Hong Kong's leader said on Tuesday public libraries needed to ensure books don't violate local laws, amid criticism that many books and videos related to China's Tiananmen Square crackdown have now been removed from library shelves.
"These books are accessible by people in private book shops. If they want to buy, they can buy," Hong Kong's chief executive John Lee told reporters when asked about the removal of June 4 literature and documentaries from public libraries.
"What libraries need to do is to ensure that there's no breach of any laws in Hong Kong, including of course, copyrights etc, and also if they spread any kind of messages that are not in the interests of Hong Kong," Lee added, without elaborating.

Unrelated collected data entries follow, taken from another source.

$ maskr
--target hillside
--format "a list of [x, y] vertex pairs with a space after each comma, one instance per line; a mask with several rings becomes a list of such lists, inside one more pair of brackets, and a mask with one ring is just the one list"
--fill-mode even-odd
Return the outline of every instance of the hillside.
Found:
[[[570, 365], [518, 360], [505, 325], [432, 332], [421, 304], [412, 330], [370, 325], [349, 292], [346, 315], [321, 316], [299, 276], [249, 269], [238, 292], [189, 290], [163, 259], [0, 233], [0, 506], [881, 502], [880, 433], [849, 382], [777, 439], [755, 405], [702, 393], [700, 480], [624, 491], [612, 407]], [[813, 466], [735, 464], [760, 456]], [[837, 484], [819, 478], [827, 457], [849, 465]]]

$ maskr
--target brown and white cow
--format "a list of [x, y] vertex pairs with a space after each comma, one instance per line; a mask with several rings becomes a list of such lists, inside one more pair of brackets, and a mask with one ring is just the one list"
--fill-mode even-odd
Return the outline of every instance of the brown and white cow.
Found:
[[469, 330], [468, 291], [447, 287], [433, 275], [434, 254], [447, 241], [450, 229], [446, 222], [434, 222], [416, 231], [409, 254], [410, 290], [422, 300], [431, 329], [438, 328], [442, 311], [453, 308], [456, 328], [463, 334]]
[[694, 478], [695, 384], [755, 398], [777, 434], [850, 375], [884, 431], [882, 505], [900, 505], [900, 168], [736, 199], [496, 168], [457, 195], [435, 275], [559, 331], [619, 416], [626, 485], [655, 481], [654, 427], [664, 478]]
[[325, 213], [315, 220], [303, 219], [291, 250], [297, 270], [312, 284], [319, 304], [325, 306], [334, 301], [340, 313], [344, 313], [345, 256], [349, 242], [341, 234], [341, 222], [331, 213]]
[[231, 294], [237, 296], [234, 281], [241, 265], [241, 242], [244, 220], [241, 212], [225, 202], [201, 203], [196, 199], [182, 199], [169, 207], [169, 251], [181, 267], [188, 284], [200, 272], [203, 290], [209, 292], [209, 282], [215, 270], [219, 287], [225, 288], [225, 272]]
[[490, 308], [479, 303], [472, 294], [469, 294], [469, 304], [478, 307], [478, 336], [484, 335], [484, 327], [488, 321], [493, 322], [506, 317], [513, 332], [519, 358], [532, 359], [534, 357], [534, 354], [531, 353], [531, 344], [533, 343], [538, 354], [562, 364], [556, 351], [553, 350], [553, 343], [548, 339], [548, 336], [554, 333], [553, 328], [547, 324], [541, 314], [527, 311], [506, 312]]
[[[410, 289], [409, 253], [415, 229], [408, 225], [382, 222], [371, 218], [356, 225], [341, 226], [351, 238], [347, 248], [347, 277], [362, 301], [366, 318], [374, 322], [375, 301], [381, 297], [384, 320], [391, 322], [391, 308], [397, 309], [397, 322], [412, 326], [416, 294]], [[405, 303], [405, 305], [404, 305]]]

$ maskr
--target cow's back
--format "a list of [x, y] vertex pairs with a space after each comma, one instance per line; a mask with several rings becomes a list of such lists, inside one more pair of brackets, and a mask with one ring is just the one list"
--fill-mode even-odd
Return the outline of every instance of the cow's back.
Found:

Hong Kong, which returned from British to Chinese rule in 1997 with the promise of wide-ranging freedoms, has in recent years curbed individual liberties under a sweeping China-imposed national security law.
Chinese authorities, however, say the security law has brought stability after mass pro-democracy protests in 2019.
Public memorials and commemorations of China's bloody Tiananmen Square crackdown in 1989 were once allowed in Hong Kong, unlike mainland China where it is a taboo and censored topic.
In the past three years, however, Hong Kong authorities have barred an annual June 4 candlelight vigil from taking place on COVID social distancing grounds, and public monuments including a "goddess of democracy" statue have been dismantled from 3 universities.
With the scrapping of COVID restrictions this year, some activists have called for the June 4 vigil to resume.
Hong Kong's Ming Pao newspaper reported that more than 40 percent of video materials and books involving "political themes" had been removed from public libraries since 2020.
A government backed Audit Commission said in an April report that a two year government review of library materials had almost been completed of "library books which are manifestly contrary to the interests of national security and removed them from the library collections".
The national security law, which punishes acts including subversion and collusion with foreign forces with possible life imprisonment, has been criticised as a tool of repression by some countries including the United States.